The first term of a geometric progression exceeds the second term by \(2\), and the sum of the second and third terms is \(\frac{4}{3}\). Calculate the possible values of the first term and of the common ratio of the progression.

The terms of our sequence can be written as \(a,ar,ar^2,...\) and the given facts tell us that \[\begin{align*} a&=ar+2 \\ ar+ar^2&=\frac{4}{3}. \end{align*}\] Rearranging and factorising, these equations become \[\begin{align*} a(1-r) &= 2 \\ ar(1+r) &=\frac{4}{3}. \end{align*}\] We can then divide our second equation by our first giving \[\frac{r(1+r)}{1-r}=\frac{2}{3}\] which we can rearrange into a quadratic. \[\begin{align*} 3r(1+r)&=2(1-r) \\ 3r^2+5r-2&=0 \end{align*}\]

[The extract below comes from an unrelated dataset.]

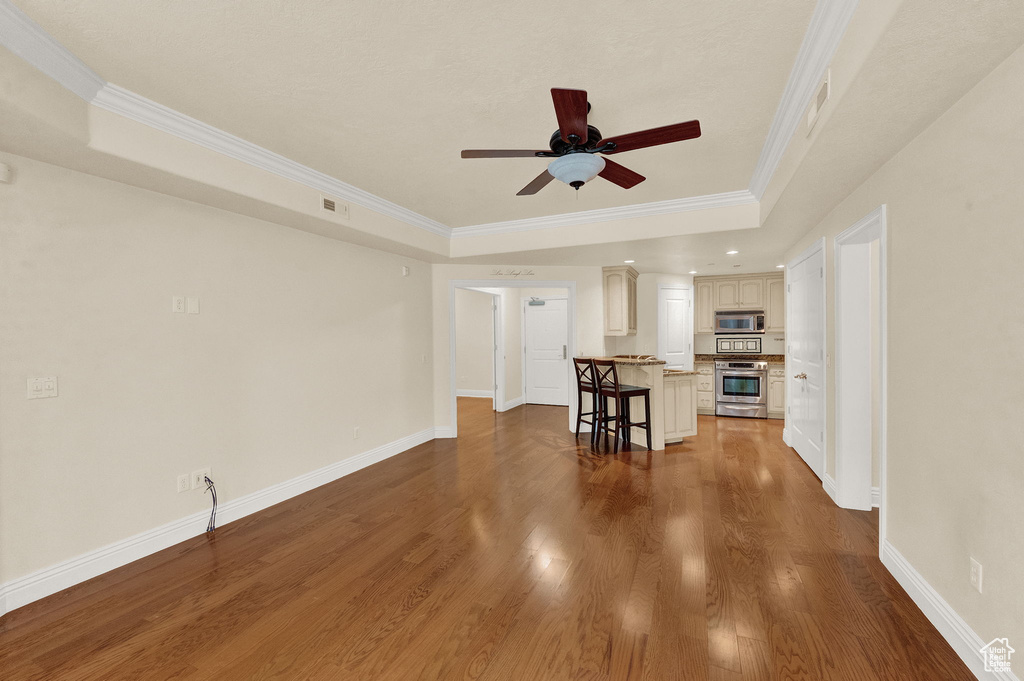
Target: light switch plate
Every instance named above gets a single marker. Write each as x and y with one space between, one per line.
42 387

Using the quadratic formula or by factorisation we find that the common ratio \[r=\frac{1}{3}\quad\text{or}\quad-2.\]

Now that we have the common difference we can calculate our first term \[a=\frac{2}{1-r}=3\quad\text{or}\quad\frac{2}{3}.\]

Given further that all the terms of the progression are positive, calculate the sum to infinity.

If all the terms are positive the common ratio cannot be negative, so we must have \(r=\frac{1}{3}\) and \(a=3\).

Substituting these values into the formula for the sum to infinity we have \[\begin{align*} S_\infty &= \frac{a}{1-r} \\ &=\frac{3}{2/3}=\frac{9}{2}. \end{align*}\]